I am an early riser so was able to see President Obama’s entire speech today as he delivered it at Cairo University. If a main criterion of being a successful President is to be inspirational, Obama passed that test.
It was not a speech of diplomacy per se but its prelude, setting a tone and putting forth ideals. I fear progress on the broad objectives President Obama set out in the speech will be delayed, another victim of our economic malaise. This dilutes the energy that can be focused on international goals and until domestic issues such as the deficit and unemployment are under control, the ability to make significant progress abroad will be impaired.
Nonetheless, the speech is one that realizes the hope I expressed more than a year ago in an open letter to then Senator Obama: “Some people have pointed to 9/11 as a manifestation of the clash between the Muslim and Christian worlds. Given your personal background, you have what may be a unique opportunity to establish a dialogue between these two worlds and in so doing begin to restore our international standing. Just electing you will demonstrate to the world that we can put our ideals into action.”
President Obama’s made several references to the need for honesty, putting forth some very sensitive key issues to his Egyptian audience, such as the future security of Israel and the need for Palestinian statehood, and Iran’s place in a nuclear world.
And if I am to be honest, during my lifetime the American Presidency sometimes has been a source of embarrassment, culminating in President George W. Bush having to duck shoes thrown at him.
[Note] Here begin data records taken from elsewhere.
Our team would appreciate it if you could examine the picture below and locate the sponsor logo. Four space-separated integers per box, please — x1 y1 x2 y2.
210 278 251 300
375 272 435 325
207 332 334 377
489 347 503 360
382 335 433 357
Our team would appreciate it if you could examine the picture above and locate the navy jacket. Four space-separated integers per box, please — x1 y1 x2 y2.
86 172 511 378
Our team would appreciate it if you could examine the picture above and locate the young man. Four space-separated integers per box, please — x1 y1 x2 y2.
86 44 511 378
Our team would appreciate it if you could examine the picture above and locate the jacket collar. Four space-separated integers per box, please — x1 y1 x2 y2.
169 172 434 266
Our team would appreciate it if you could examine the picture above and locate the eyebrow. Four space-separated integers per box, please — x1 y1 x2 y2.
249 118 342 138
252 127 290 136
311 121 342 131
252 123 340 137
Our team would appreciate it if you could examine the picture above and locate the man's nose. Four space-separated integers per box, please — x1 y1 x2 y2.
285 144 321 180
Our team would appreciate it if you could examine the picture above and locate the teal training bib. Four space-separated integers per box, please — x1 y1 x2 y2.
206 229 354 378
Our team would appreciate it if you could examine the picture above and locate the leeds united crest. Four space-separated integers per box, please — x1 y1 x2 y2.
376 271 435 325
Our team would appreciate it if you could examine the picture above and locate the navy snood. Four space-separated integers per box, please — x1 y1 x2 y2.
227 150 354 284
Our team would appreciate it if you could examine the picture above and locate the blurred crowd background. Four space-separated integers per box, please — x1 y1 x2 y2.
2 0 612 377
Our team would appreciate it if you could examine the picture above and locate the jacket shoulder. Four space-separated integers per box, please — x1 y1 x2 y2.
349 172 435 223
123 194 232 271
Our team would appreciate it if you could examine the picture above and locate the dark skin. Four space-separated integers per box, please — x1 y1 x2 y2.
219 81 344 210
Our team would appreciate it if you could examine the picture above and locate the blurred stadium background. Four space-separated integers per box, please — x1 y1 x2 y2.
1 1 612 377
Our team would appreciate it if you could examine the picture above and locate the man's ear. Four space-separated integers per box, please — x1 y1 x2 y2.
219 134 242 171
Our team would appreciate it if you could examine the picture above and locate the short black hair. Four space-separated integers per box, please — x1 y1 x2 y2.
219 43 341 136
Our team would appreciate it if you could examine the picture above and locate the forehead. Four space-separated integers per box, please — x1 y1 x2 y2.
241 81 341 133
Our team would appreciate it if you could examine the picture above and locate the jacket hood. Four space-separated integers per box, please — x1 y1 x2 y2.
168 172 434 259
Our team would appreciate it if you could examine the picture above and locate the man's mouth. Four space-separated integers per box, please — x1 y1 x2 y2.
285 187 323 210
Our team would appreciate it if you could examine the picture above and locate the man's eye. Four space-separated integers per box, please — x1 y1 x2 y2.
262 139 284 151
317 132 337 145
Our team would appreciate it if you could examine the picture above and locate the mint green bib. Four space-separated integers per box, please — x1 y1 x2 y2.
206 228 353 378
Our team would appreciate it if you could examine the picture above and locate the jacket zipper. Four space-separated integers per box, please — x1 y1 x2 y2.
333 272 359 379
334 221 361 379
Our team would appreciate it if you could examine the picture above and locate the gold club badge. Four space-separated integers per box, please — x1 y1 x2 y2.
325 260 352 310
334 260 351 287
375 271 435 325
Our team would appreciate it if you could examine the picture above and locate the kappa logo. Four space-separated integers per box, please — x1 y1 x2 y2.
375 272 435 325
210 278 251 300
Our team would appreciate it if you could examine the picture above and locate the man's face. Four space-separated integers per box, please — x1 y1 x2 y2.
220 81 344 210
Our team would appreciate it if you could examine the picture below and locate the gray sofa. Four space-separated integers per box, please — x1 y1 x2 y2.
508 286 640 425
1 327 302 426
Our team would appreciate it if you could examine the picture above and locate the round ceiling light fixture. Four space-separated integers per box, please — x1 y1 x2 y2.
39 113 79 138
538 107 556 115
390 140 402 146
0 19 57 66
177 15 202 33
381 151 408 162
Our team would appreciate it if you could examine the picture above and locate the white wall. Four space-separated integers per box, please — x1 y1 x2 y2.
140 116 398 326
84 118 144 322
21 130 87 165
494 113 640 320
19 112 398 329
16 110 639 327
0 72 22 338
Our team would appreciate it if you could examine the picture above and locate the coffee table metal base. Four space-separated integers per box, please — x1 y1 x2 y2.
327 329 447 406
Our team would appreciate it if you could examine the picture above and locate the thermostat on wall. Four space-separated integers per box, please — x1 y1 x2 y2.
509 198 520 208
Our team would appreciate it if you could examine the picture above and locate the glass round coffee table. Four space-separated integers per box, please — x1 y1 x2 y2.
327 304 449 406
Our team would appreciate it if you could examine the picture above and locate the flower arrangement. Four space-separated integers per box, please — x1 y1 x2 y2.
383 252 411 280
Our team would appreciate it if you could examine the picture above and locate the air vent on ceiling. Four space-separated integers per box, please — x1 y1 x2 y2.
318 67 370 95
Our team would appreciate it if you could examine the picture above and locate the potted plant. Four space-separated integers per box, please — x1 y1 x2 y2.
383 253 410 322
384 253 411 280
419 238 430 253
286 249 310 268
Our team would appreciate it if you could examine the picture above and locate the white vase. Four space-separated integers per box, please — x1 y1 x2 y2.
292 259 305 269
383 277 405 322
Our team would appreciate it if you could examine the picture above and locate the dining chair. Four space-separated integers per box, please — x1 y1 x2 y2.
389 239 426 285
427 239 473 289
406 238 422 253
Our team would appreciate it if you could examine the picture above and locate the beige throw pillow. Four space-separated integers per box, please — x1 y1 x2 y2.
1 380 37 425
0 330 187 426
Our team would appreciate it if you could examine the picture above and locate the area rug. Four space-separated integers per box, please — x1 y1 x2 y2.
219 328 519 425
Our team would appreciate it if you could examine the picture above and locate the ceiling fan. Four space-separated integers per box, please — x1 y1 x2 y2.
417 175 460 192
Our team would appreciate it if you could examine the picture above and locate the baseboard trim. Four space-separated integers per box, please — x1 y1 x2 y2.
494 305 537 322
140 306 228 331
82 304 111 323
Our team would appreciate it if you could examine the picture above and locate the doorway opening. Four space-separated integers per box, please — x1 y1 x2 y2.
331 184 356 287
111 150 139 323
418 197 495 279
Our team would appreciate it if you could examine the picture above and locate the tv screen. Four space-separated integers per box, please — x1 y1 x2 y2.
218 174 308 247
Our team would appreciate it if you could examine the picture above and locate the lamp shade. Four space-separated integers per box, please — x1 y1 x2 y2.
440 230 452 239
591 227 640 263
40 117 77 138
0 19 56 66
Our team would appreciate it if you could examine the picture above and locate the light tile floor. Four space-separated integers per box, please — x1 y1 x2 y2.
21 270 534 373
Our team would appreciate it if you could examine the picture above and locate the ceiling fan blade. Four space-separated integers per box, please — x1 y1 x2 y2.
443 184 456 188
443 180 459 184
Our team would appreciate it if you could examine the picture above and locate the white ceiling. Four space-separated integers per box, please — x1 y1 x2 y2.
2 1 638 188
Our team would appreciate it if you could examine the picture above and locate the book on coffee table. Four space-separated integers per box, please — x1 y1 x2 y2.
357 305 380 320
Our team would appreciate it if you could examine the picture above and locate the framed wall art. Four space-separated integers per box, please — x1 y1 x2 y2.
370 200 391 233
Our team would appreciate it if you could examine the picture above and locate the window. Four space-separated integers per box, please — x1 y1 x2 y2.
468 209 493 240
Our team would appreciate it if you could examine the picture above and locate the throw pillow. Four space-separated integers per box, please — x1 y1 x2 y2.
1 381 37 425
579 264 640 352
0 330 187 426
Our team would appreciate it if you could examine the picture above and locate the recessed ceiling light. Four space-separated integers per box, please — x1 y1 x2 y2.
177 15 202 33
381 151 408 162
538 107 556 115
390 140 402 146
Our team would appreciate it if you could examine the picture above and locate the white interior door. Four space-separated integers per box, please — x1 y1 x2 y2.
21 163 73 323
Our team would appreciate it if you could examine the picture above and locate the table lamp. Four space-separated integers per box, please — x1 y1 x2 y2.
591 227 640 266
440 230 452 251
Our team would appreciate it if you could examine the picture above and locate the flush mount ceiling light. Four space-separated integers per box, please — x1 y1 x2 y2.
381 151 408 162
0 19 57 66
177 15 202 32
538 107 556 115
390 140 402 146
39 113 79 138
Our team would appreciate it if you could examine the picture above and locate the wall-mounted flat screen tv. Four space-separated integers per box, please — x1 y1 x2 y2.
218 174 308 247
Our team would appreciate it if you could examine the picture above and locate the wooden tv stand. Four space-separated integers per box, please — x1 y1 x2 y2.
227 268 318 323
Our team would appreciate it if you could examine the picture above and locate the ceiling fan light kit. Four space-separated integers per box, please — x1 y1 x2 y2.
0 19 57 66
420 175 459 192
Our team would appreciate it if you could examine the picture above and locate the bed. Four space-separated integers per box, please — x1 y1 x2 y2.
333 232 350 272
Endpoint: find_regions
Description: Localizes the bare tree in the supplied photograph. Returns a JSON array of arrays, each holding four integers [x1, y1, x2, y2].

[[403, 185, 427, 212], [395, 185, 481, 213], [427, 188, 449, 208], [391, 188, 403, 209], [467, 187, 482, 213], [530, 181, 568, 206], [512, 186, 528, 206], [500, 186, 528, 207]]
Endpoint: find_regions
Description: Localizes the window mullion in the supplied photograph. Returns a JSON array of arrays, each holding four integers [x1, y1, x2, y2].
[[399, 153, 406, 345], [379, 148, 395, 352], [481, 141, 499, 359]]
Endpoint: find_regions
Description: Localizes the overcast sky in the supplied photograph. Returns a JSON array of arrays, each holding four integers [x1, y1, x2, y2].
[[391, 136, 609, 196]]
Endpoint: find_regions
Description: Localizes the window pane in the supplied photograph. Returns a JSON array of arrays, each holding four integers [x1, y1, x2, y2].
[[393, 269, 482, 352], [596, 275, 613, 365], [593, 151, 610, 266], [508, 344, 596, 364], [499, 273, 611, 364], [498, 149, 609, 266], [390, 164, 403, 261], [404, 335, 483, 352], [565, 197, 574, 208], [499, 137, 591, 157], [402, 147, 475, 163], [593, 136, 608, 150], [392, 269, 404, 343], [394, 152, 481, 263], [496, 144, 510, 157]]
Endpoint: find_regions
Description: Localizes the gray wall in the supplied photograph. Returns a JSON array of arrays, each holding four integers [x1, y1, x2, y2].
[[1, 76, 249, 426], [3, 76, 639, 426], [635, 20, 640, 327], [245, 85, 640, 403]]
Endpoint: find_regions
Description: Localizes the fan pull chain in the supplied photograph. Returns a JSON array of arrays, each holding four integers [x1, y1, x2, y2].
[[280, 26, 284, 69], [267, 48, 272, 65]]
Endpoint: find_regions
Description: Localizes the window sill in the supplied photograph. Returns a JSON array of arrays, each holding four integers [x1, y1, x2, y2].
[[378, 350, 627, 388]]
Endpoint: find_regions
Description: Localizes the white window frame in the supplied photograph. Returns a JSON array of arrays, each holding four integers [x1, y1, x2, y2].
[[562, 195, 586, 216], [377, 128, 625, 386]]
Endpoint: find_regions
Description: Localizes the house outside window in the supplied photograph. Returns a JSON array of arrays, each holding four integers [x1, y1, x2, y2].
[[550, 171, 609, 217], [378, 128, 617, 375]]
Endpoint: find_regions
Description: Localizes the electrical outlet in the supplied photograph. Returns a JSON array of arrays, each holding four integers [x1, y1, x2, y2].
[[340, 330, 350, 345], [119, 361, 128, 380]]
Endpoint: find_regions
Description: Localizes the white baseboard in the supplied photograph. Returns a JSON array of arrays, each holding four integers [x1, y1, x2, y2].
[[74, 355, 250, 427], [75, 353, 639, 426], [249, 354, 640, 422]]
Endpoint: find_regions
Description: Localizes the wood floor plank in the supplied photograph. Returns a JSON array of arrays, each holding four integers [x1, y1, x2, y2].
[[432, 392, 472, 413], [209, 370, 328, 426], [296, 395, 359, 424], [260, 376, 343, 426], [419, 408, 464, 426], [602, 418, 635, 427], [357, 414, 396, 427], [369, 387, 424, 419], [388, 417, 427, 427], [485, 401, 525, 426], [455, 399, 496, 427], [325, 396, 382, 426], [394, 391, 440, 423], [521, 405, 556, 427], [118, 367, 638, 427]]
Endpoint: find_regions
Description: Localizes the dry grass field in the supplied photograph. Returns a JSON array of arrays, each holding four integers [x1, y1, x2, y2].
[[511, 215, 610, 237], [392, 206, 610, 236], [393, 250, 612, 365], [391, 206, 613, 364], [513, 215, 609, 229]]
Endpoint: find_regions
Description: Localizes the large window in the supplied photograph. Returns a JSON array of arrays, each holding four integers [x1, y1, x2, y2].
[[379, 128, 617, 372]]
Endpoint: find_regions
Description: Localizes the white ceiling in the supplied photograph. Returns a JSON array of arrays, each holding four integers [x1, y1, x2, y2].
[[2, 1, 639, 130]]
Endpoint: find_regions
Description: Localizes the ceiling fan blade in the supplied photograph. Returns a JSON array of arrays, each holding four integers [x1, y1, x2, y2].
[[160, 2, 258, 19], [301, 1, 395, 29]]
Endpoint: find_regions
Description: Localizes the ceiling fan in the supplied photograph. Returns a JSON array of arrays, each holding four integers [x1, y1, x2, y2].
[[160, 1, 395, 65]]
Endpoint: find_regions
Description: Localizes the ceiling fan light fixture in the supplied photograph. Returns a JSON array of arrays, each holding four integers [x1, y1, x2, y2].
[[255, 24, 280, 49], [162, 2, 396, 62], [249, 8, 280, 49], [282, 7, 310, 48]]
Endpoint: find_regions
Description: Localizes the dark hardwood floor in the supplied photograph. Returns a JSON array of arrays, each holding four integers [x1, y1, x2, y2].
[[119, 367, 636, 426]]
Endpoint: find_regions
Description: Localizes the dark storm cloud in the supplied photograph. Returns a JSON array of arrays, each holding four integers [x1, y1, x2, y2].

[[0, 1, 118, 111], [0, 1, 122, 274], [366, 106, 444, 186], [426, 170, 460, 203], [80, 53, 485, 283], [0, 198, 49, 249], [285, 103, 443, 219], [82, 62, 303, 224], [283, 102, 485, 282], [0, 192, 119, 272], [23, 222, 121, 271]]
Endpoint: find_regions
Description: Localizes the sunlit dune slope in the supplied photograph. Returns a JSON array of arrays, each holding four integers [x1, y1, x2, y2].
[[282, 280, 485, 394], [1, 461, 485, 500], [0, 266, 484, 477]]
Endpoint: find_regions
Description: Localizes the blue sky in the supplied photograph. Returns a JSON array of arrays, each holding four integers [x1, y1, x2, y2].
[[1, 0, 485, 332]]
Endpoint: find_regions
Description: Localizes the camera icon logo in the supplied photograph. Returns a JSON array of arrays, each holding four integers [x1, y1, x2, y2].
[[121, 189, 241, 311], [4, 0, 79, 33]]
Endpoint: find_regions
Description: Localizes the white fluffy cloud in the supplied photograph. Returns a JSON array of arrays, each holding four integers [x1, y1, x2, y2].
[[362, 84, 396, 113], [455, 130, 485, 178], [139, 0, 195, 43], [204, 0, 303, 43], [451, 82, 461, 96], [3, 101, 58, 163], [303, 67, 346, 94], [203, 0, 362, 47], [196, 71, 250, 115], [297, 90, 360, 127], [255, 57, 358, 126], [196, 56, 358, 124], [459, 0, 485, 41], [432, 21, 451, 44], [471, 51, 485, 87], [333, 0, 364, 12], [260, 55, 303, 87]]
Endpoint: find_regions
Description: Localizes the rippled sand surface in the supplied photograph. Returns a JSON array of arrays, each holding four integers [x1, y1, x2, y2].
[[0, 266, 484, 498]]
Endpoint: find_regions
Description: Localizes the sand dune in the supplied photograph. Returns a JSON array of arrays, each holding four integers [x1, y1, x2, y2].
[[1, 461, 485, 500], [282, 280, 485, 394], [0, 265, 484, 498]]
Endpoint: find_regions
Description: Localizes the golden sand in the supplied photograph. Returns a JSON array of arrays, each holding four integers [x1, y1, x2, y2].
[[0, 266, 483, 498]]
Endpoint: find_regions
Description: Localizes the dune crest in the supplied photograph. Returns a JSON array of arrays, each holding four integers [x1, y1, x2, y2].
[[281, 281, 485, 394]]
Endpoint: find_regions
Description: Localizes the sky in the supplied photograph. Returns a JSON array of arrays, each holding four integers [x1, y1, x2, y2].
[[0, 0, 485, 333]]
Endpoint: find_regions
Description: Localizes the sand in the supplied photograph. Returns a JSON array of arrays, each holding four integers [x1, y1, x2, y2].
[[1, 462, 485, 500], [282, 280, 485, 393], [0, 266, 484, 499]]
When I traveled the world I would occasionally feel the undercurrent of anti-Americanism, the stereotype of the “ugly American” that President Obama has asked the Muslim world to renounce as he has said we must “fight against negative stereotypes of Islam wherever they appear.”
During my adult lifetime I can think of only two comparable speeches as noteworthy as Obama’s: President Kennedy’s “Ich bin ein Berliner” June 26, 1963 speech (ironically three days before my first marriage) in West Berlin and President Reagan’s June 12, 1987 speech at the Brandenburg Gate, proclaiming “Tear down this wall!” a challenge to Soviet leader Mikhail Gorbachev to destroy the Berlin Wall. I was in Frankfurt Germany on October 3, 1990 when Berlin was united into a single city-state and East/West German unity was achieved, the words of Kennedy and Reagan resonating in history.
Hopefully President Obama’s Cairo speech similarly will be recognized as an inspirational turning point sometime in the future. Words and leadership make a difference.